Rechter geeft Gouda ongelijk over sloop kerk

De gemeente Gouda mag de gemaakte kosten voor de sloop van de voormalig gereformeerde Turfmarktkerk in Gouda niet op de huidige eigenaar van het gebouw, Khalid Boutachekourt, verhalen, want ze heeft volgens de rechtbank in Den Haag ten onrechte ‘spoedeisende bestuursdwang’ toegepast om het kerkgebouw in de Goudse binnenstad te slopen. De kosten van de sloop bedroegen een half miljoen euro.

De Turfmarktkerk,die in 1931 in gebruik genomen werd.

Weliswaar kreeg de gemeente Gouda – op grond van een rapport over de bouwkundige staat van de kerk – in een vorige rechtszaak in 2018 gelijk, en mocht de gemeente de kerk inderdaad met spoed slopen. Maar het gemeentebestuur had de uitkomst van een nieuw, onafhankelijk onderzoek door de Stichting Advisering Bestuursrechtspraak voor Milieu en Ruimtelijke Ordening (STAB) moeten afwachten. En daaruit bleek dat de kerk helemaal niet op instorten stond. Bovendien, zo oordeelde de rechtbank, had Gouda ook op grond van de eerdere rapporten de kerk niet direct hoeven slopen.

De gedenksteen in de muur van het bijgebouw van de Turfmarktkerk.
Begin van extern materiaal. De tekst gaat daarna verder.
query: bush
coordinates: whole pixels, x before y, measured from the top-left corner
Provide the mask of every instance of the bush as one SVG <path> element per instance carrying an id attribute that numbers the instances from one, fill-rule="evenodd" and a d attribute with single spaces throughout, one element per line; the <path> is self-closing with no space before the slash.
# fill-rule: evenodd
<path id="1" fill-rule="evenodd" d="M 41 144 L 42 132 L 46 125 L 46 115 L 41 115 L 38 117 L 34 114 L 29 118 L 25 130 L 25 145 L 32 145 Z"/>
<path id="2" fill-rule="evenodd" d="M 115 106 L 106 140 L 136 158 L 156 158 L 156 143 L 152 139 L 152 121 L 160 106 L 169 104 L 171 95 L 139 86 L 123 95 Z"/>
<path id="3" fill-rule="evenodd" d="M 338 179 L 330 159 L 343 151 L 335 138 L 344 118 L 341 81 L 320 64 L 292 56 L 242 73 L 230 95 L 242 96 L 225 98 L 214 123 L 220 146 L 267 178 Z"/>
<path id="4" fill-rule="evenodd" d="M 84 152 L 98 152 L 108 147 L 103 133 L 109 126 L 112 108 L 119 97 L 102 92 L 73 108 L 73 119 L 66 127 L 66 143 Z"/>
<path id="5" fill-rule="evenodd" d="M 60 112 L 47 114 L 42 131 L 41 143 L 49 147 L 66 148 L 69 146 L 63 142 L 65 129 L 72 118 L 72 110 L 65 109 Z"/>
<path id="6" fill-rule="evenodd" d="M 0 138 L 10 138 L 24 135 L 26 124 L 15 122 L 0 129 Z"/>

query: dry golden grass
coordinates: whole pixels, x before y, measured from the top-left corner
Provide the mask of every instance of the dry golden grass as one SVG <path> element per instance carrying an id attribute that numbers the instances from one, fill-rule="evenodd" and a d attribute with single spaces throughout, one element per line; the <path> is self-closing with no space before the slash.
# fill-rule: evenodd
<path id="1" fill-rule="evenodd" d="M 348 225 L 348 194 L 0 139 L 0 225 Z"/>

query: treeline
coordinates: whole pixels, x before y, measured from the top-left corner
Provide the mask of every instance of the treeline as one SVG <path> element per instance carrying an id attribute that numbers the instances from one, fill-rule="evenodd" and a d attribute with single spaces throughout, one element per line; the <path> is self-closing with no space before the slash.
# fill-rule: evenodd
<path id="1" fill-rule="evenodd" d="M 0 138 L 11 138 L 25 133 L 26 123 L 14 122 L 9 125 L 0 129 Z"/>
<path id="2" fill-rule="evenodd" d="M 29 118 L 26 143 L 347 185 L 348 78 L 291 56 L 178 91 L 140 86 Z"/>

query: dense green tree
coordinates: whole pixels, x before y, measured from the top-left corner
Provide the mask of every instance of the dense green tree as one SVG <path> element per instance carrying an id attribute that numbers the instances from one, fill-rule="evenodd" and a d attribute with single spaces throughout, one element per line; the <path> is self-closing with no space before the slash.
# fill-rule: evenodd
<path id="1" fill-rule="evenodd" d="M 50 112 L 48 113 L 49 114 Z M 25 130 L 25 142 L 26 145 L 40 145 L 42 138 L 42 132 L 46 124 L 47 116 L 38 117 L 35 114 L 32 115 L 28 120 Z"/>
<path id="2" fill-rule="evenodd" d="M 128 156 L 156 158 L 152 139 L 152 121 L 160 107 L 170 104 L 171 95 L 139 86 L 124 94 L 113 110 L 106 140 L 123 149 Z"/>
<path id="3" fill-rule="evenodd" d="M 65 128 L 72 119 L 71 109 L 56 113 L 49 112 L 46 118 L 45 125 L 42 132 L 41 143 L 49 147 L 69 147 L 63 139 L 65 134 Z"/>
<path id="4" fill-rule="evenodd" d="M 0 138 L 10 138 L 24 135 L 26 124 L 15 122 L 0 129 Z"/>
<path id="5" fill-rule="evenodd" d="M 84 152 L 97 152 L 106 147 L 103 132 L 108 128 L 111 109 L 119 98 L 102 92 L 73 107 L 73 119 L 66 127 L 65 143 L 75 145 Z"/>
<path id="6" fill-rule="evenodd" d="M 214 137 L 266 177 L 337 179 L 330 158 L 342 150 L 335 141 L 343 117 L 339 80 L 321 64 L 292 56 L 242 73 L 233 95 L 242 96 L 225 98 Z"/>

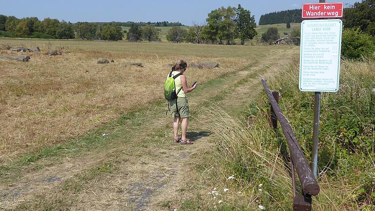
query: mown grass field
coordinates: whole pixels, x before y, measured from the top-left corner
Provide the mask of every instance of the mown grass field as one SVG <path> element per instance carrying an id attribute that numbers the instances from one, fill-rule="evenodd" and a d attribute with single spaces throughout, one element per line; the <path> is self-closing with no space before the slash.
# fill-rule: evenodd
<path id="1" fill-rule="evenodd" d="M 280 91 L 308 159 L 313 94 L 298 89 L 298 46 L 0 40 L 7 45 L 42 52 L 0 49 L 31 57 L 0 61 L 0 210 L 292 210 L 285 143 L 259 79 Z M 186 72 L 199 82 L 188 94 L 191 146 L 171 142 L 161 88 L 181 58 L 220 63 Z M 125 65 L 134 62 L 145 67 Z M 339 91 L 322 95 L 314 210 L 374 209 L 374 66 L 343 61 Z"/>
<path id="2" fill-rule="evenodd" d="M 0 45 L 39 46 L 26 54 L 28 63 L 0 61 L 0 160 L 13 158 L 82 135 L 122 114 L 163 97 L 161 87 L 170 67 L 180 58 L 188 63 L 218 62 L 212 71 L 192 69 L 190 81 L 204 83 L 249 65 L 274 46 L 189 43 L 2 40 Z M 3 45 L 3 46 L 4 46 Z M 48 56 L 48 49 L 70 52 Z M 296 48 L 295 48 L 296 49 Z M 1 50 L 0 55 L 16 55 Z M 99 64 L 98 58 L 115 63 Z M 141 62 L 144 68 L 126 66 Z"/>

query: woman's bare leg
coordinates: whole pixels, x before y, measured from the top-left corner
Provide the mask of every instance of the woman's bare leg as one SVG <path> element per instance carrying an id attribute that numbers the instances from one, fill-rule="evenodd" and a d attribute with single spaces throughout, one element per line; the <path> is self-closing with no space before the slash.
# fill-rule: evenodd
<path id="1" fill-rule="evenodd" d="M 173 119 L 173 132 L 174 133 L 174 139 L 178 139 L 178 127 L 180 126 L 180 117 L 174 117 Z"/>
<path id="2" fill-rule="evenodd" d="M 186 131 L 188 130 L 188 122 L 189 118 L 185 117 L 182 119 L 181 130 L 182 131 L 182 135 L 181 136 L 181 139 L 185 140 L 186 139 Z"/>

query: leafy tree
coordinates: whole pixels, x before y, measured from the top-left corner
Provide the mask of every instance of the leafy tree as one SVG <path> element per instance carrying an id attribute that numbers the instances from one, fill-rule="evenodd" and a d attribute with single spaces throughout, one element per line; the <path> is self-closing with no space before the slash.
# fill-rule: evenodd
<path id="1" fill-rule="evenodd" d="M 5 21 L 5 30 L 10 33 L 15 33 L 16 27 L 20 22 L 20 19 L 14 16 L 9 16 Z"/>
<path id="2" fill-rule="evenodd" d="M 95 38 L 96 24 L 78 22 L 75 25 L 78 38 L 81 40 L 93 40 Z"/>
<path id="3" fill-rule="evenodd" d="M 8 17 L 3 15 L 0 15 L 0 31 L 5 30 L 5 22 Z"/>
<path id="4" fill-rule="evenodd" d="M 301 28 L 299 27 L 292 28 L 289 34 L 289 37 L 293 41 L 293 44 L 299 45 L 301 42 Z"/>
<path id="5" fill-rule="evenodd" d="M 269 43 L 280 38 L 277 28 L 270 27 L 267 31 L 262 34 L 262 40 Z"/>
<path id="6" fill-rule="evenodd" d="M 230 40 L 234 38 L 234 19 L 236 17 L 235 7 L 221 7 L 212 10 L 208 13 L 207 18 L 207 28 L 204 33 L 208 38 L 214 42 L 217 39 L 219 43 L 222 44 L 223 40 L 227 41 L 227 44 L 230 44 Z"/>
<path id="7" fill-rule="evenodd" d="M 73 24 L 64 21 L 60 22 L 59 28 L 56 31 L 56 38 L 60 39 L 69 39 L 74 38 L 74 30 Z"/>
<path id="8" fill-rule="evenodd" d="M 167 40 L 174 43 L 184 42 L 187 34 L 186 30 L 180 26 L 174 26 L 168 31 L 167 34 Z"/>
<path id="9" fill-rule="evenodd" d="M 375 36 L 375 0 L 362 0 L 352 8 L 345 8 L 343 22 L 345 28 L 359 28 Z"/>
<path id="10" fill-rule="evenodd" d="M 255 31 L 256 23 L 254 16 L 251 16 L 250 11 L 244 9 L 238 4 L 236 10 L 237 18 L 234 20 L 236 27 L 234 31 L 237 37 L 241 40 L 243 45 L 245 41 L 251 40 L 258 34 Z"/>
<path id="11" fill-rule="evenodd" d="M 208 16 L 208 18 L 206 19 L 207 25 L 204 29 L 203 33 L 208 40 L 214 43 L 218 39 L 219 31 L 220 30 L 220 22 L 222 21 L 222 16 L 218 9 L 211 11 Z M 222 41 L 220 41 L 219 42 L 221 43 Z"/>
<path id="12" fill-rule="evenodd" d="M 113 25 L 105 24 L 102 28 L 102 39 L 103 40 L 117 41 L 122 40 L 123 37 L 121 26 L 116 24 Z"/>
<path id="13" fill-rule="evenodd" d="M 142 39 L 141 25 L 138 23 L 132 23 L 127 33 L 126 39 L 130 42 L 141 41 Z"/>
<path id="14" fill-rule="evenodd" d="M 259 25 L 301 22 L 302 21 L 302 9 L 296 9 L 262 15 L 259 19 Z"/>
<path id="15" fill-rule="evenodd" d="M 57 19 L 45 18 L 35 26 L 36 31 L 56 37 L 56 32 L 59 29 L 60 21 Z"/>
<path id="16" fill-rule="evenodd" d="M 38 18 L 22 19 L 16 26 L 15 33 L 17 35 L 21 37 L 31 35 L 34 31 L 34 24 L 39 21 Z"/>
<path id="17" fill-rule="evenodd" d="M 375 38 L 353 28 L 344 29 L 342 33 L 342 56 L 359 60 L 362 56 L 375 58 Z"/>
<path id="18" fill-rule="evenodd" d="M 142 38 L 148 42 L 158 41 L 159 33 L 161 29 L 155 27 L 151 25 L 146 25 L 141 28 L 142 33 Z"/>
<path id="19" fill-rule="evenodd" d="M 206 42 L 206 37 L 203 31 L 205 26 L 193 22 L 193 27 L 189 28 L 186 41 L 194 43 L 201 43 Z"/>
<path id="20" fill-rule="evenodd" d="M 227 40 L 227 44 L 230 44 L 230 40 L 234 38 L 234 19 L 236 18 L 236 8 L 230 6 L 226 8 L 221 7 L 219 12 L 222 15 L 222 21 L 220 22 L 220 30 L 218 37 L 219 39 Z"/>

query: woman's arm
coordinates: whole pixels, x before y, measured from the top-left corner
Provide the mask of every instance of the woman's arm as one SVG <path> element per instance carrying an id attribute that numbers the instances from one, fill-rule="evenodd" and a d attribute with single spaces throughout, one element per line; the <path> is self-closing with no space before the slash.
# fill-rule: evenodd
<path id="1" fill-rule="evenodd" d="M 181 83 L 182 83 L 182 88 L 184 90 L 184 92 L 185 94 L 189 93 L 191 91 L 194 90 L 195 87 L 197 87 L 196 84 L 191 88 L 188 87 L 188 83 L 186 82 L 186 77 L 184 75 L 181 76 Z"/>

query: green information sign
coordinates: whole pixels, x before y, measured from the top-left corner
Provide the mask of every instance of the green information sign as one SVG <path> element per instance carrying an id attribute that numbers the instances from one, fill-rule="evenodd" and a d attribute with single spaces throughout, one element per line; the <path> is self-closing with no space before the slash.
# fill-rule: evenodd
<path id="1" fill-rule="evenodd" d="M 301 24 L 299 89 L 336 92 L 340 75 L 342 21 L 306 20 Z"/>

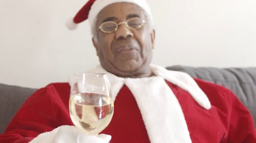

Langdurig juridisch getouwtrek.

De voormalig gereformeerde Turfmarktkerk stond al jaren leeg en werd oorspronkelijk gekocht door een projectontwikkelaar, die in de kerk woningen wilde realiseren. Maar de slechte staat van de funderingen en het feit dat de kerk tussen de woningen in de binnenstad stond maakte dat plan te duur. De kerk werd toen gekocht door de huidige eigenaar, buurtbewoner Khalid Boutachekourt, die de voormalige kerk wilde ombouwen tot conferentieruimte.

Maar de gemeente Gouda liet door de Omgevingsdienst een inspectie uitvoeren, en op grond daarvan besloot de gemeente om spoedeisende bestuursdwang in te zetten: de huizen naast de kerk werden ontruimd, en de kerk werd direct deels gesloopt. Volgens de laatste rechterlijke uitspraak dus ten onrechte. “Zorgen of twijfels over de constructieve staat van een gebouw of het niet kunnen uitsluiten van instortingsgevaar kunnen niet zonder meer op één lijn worden gesteld met de conclusie dat sprake is van direct instortingsgevaar”.

De eigenaar verklaarde tegenover Omroep West dat hij zich nog beraadt op eventuele verdere stappen.